The archduchess Maria Antonia Josepha Johanna von Habsburg-Lothringen, the fifteenth child of the Holy Roman Emperor Francis I Stephen and his wife, Empress Maria Theresa, was born at the Palace of the Hofburg in Vienna on 2 November 1755. The Empress went into labour early in the morning, but because she hated wasting time and giving birth was no novelty to her, she kept working, reading and signing state papers and documents. She finally gave birth to a “small but completely healthy Archduchess”* in her luxurious apartments at the Palace at about half past eight in the evening.
After the Te Deum and Benediction had been sung, the Emperor Francis Stephen announced the birth of his daughter to the courtiers who were waiting for news in the palace’s Mirror Room. Maria Theresa had in fact put a stop to the odious practice of having members of the court present during the delivery. The baby, which would be called Antonia, Antoinette or Antoine by her family, was then handed over to her wet nurse. Her mother the Empress went back to work, signing documents from her bed, as soon as it was possible for her to do so.

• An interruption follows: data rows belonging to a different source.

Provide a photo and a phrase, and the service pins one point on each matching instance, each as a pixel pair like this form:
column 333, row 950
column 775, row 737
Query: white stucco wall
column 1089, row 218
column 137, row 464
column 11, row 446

The baby was born on 2 November, the Day of the Dead, which was considered bad luck by superstitious people. The day of her birth, Lisbon, the capital of Portugal, was also hit by a major earthquake that devastated the city and caused the death of 30,000 people. The King and Queen of Portugal, who were the baby’s godparents, were forced to leave the city. When news of this calamity reached Vienna, it too was interpreted as a bad omen for the future of the little girl, who would go on to become Queen of the French at 18, only to lose her crown, her family and her life during the French Revolution.
* Count Khevenhüller, the Court Chamberlain, thus described the newborn baby.